Instead of fighting with advisers over the estimated $1.5 trillion in 401(k) rollover assets, record keepers may want to work with them.
Instead of fighting with advisers over the estimated $1.5 trillion in 401(k) rollover assets, record keepers may want to work with them.
“Many advisers are now seeking ways to generate revenue, and [record keepers] have to communicate with them early and deliver excellent services,” John Geli, chief executive of Wealth Management Systems Inc., said at the 2010 SPARK Forum.
He estimated that more than $1.5 trillion in assets will roll out of 401(k) plans and other defined-contribution plans in the next five years, much of that into the individual retirement account market, which is projected to reach $7 trillion by 2015.

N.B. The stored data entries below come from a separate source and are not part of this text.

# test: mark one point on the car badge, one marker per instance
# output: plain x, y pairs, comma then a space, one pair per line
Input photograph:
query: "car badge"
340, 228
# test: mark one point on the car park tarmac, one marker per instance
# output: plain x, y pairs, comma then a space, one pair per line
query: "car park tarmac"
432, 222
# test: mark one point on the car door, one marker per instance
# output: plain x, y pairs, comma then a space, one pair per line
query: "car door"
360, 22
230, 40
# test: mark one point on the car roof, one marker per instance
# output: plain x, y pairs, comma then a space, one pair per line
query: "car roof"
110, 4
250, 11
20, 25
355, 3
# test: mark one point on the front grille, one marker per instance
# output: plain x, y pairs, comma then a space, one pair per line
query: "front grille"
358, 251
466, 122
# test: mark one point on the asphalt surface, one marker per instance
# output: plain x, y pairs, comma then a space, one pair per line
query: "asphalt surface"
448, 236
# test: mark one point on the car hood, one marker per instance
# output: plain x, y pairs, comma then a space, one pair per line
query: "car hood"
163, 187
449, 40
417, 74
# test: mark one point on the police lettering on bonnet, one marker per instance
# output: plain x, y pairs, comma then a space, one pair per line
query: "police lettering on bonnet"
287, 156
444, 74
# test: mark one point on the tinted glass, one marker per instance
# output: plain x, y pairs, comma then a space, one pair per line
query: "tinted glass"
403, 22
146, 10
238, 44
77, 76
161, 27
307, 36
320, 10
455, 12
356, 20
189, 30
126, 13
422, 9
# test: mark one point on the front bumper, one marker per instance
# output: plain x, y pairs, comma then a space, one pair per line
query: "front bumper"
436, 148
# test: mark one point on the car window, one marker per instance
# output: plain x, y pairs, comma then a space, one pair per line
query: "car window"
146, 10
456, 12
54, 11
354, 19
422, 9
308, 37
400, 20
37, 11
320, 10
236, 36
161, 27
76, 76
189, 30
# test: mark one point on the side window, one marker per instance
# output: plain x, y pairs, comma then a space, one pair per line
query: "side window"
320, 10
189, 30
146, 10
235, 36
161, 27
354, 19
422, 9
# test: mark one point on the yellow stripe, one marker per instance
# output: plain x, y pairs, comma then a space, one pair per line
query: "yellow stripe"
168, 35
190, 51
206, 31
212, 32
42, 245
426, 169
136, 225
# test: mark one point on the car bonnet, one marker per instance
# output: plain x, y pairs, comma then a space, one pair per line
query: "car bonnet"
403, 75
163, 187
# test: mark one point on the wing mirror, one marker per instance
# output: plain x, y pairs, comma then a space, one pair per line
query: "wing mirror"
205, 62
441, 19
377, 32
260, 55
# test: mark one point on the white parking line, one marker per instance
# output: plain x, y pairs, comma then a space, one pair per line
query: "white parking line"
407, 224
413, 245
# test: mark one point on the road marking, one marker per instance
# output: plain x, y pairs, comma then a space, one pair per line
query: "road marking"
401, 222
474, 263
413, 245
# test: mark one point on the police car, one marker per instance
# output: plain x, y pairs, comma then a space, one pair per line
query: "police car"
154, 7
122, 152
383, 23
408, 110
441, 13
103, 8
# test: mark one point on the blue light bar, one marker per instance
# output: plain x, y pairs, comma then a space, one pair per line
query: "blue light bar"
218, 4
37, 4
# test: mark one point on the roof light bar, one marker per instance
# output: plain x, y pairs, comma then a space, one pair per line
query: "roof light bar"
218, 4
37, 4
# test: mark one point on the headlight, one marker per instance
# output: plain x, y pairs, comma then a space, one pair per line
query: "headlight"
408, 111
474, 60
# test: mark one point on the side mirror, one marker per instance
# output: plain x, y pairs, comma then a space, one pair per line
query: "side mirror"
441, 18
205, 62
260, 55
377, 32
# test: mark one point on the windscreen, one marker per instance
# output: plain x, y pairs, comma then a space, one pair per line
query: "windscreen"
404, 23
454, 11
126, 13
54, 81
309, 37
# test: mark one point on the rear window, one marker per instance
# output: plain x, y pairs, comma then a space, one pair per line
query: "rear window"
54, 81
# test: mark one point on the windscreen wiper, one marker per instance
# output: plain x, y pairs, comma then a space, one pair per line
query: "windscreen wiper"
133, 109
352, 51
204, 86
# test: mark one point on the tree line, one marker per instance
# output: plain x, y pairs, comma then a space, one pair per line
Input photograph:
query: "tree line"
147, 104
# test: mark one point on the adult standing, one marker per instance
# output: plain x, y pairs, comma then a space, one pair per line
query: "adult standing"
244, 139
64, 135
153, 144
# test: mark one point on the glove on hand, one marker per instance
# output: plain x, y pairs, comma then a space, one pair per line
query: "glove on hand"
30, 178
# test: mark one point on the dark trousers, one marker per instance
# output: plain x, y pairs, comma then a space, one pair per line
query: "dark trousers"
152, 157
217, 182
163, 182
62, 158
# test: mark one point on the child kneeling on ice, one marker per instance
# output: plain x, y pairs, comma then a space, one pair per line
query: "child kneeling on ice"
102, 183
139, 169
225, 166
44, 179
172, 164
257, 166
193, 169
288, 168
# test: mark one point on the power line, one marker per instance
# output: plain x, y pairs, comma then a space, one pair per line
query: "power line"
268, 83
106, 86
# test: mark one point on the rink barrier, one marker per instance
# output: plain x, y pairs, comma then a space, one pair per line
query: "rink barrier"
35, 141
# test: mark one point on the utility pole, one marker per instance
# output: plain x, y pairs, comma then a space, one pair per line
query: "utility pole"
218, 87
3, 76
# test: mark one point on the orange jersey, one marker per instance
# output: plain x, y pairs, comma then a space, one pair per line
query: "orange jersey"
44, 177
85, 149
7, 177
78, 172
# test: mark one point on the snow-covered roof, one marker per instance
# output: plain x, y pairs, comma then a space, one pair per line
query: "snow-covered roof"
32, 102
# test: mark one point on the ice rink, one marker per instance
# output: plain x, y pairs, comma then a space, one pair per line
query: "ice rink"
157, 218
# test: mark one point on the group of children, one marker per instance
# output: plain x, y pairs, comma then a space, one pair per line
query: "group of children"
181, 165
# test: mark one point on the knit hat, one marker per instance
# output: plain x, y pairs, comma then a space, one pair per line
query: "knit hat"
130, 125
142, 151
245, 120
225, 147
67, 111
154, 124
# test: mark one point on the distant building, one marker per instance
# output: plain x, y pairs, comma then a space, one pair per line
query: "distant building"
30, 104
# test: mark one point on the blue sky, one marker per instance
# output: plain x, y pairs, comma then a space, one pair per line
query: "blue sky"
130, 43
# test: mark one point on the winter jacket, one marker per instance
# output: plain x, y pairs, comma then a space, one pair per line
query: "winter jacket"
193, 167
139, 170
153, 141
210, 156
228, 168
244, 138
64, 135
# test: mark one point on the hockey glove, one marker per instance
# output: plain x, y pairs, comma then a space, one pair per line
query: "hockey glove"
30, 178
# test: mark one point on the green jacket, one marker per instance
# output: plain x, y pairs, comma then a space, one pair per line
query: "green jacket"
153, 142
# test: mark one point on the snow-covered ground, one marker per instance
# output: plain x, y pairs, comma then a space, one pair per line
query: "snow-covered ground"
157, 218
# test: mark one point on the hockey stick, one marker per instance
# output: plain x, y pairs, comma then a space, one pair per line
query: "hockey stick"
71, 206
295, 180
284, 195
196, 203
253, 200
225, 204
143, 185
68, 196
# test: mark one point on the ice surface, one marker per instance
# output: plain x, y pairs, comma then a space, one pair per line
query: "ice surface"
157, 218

Advisers and record keepers often compete for control of those rollover assets when clients exit plans. Record keepers want to hold on to the assets, while advisers want direct control and the opportunity to place those assets elsewhere.
But the relationship between the two camps doesn't need to be so combative, Mr. Geli said. For example, record keepers can reach out to advisers to determine the types of retirement accounts they target for rollover opportunities.
A panel of three plan advisers at the forum agreed that they aim for 401(k) plan participant accounts with at least $250,000.
Record keepers can pass along to advisers those bigger participant accounts in the form of referrals while retaining control of smaller accounts.
“Are we [record keepers] working with those advisers to say that when they set their asset threshold, we'll pass them the referrals?” asked Mr. Geli. “Half of the advisers aren't looking at providers to provide them with leads or referrals: So is that a value-add to your adviser products?”